Crise politique au Sénégal après le limogeage d’Ousmane Sonko

Crise politique majeure au Sénégal : Bassirou Diomaye Faye évince Ousmane Sonko

Le président sénégalais Bassirou Diomaye Faye a opéré, ce vendredi soir, un bouleversement dans la gouvernance du pays en mettant fin aux fonctions de son Premier ministre, Ousmane Sonko. Une décision qui fragilise l’équilibre précaire ayant permis l’arrivée au pouvoir du duo en février 2024, et qui révèle des tensions internes devenues ingérables. Dans un communiqué diffusé à la télévision nationale par Oumar Samba Ba, secrétaire général de la présidence, le chef de l’État a annoncé « la cessation des fonctions de monsieur Ousmane Sonko en tant que Premier ministre, ainsi que celles des ministres et secrétaires d’État composant le gouvernement ». Ces derniers restent en poste pour « assurer la gestion des affaires courantes » jusqu’à la nomination d’une nouvelle équipe gouvernementale.

Cette rupture brutale met un terme à une alliance politique forgée dans l’opposition au précédent président, Macky Sall. Ousmane Sonko, empêché de se présenter à la présidentielle en raison d’une condamnation pour diffamation ayant entraîné la perte de ses droits civiques, avait alors choisi Bassirou Diomaye Faye comme candidat porteur de leur mouvement. Sonko avait ensuite joué un rôle clé dans l’élection de Faye à la présidence.

Des divergences profondes au sommet de l’État

Dès les débuts de leur mandat, les relations entre les deux hommes se sont progressivement dégradées. Ousmane Sonko, figure emblématique d’une jeunesse sénégalaise séduite par son discours souverainiste et panafricaniste, a continué de peser sur la vie politique nationale. Cette influence persistante a placé Bassirou Diomaye Faye dans une position délicate, d’autant que Sonko restait, pour une partie importante de la base militante, le véritable architecte de l’alternance politique.
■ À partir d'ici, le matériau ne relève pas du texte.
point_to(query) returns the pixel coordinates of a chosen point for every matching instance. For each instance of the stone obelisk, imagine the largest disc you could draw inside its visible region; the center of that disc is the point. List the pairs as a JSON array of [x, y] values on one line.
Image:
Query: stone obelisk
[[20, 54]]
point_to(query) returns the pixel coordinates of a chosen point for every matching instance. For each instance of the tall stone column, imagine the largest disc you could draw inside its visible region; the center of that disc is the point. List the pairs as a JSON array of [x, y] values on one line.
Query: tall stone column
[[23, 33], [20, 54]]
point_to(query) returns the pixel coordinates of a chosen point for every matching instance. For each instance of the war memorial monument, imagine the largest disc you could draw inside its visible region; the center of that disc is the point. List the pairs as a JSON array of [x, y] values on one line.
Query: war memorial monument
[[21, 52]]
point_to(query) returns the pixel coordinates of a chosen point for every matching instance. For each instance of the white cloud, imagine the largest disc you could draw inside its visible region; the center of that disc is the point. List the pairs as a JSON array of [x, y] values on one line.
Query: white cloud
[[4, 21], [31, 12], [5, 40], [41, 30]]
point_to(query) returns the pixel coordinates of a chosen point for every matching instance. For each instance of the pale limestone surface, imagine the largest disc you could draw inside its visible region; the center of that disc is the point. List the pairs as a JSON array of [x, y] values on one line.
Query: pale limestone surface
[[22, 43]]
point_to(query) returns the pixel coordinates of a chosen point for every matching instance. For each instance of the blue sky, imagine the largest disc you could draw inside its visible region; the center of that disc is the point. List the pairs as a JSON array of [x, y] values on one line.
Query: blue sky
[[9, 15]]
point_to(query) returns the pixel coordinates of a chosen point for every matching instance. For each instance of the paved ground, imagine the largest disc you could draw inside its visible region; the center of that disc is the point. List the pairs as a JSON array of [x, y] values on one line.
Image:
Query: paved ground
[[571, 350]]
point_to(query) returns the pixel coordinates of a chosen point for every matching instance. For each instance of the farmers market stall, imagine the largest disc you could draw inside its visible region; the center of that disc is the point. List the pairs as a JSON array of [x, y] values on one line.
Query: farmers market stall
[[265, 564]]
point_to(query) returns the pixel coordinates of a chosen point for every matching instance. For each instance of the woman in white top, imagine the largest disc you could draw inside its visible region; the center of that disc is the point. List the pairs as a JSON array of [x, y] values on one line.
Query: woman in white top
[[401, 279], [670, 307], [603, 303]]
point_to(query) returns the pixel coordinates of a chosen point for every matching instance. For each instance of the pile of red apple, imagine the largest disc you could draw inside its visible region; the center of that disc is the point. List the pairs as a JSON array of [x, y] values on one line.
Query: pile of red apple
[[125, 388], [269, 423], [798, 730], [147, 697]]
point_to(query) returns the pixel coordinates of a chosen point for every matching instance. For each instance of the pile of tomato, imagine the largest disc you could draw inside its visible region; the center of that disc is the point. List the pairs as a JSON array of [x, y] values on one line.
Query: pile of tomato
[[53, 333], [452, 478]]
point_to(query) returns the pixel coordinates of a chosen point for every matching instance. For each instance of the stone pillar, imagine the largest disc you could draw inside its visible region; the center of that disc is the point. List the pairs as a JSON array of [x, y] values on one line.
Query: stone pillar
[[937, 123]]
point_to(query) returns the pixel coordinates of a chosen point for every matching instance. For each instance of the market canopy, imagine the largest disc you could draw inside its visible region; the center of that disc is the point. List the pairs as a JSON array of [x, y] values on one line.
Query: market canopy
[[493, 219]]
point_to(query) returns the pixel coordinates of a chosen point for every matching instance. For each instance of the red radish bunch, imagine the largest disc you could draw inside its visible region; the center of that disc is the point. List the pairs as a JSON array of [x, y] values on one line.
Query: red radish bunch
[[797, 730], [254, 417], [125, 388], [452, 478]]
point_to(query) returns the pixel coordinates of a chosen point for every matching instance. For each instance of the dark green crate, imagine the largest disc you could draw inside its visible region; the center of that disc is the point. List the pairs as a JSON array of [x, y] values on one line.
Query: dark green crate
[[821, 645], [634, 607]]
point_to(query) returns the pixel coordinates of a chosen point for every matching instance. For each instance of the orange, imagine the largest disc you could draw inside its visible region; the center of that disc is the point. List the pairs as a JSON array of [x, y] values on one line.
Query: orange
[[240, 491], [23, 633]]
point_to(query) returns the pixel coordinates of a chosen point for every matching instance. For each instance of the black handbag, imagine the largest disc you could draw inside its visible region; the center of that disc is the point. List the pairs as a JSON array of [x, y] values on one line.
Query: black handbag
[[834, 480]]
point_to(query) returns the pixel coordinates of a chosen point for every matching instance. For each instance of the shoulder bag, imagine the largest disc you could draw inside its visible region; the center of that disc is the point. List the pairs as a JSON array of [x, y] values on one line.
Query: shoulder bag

Les tensions se sont encore exacerbées après les législatives de novembre 2024, remportées avec une large majorité par le parti présidentiel, dont la popularité reste étroitement liée à l’aura de Sonko. Plusieurs incidents récents à Dakar ont mis en lumière des désaccords croissants entre la présidence et la primature, laissant présager une séparation inévitable.

Quelques instants après l’annonce de son limogeage, Ousmane Sonko a réagi sur Facebook par un message succinct et évocateur : « Alhamdoulillah. Ce soir, je pourrai dormir l’esprit serein dans mon quartier de Keur Gorgui », en référence à son domicile dakarois. Rapidement, des vidéos ont circulé sur les réseaux sociaux montrant des dizaines de ses partisans se rassembler devant sa résidence, scandant son nom à l’unisson.

Une majorité parlementaire sous haute tension

Cette décision présidentielle ouvre une période d’incertitude politique sans précédent au Sénégal. Le camp de Sonko conserve en effet une influence majeure à l’Assemblée nationale, et la domination parlementaire du parti au pouvoir pourrait transformer cette crise personnelle en un conflit institutionnel. L’ancien Premier ministre, toujours très populaire dans le pays, représente une force avec laquelle il faudra compter.

L’ascension fulgurante de Bassirou Diomaye Faye et Ousmane Sonko s’est construite sur une critique acerbe des élites traditionnelles, une remise en cause des liens avec la France et une promesse de changement radical. Pendant des mois, leur mouvement a su mobiliser une partie de la jeunesse urbaine sénégalaise, galvanisée par les prises de position de Sonko.

En écartant celui qui fut son mentor, le président Faye prend le risque de s’aliéner une base militante dont la loyauté reste, pour une large part, fidèle à l’ancien chef du gouvernement. À Dakar, l’hypothèse d’une recomposition rapide des rapports de force au sommet de l’État alimente déjà une effervescence politique inédite, alors que le pays avait jusqu’ici su préserver une stabilité institutionnelle malgré les crises successives des dernières années.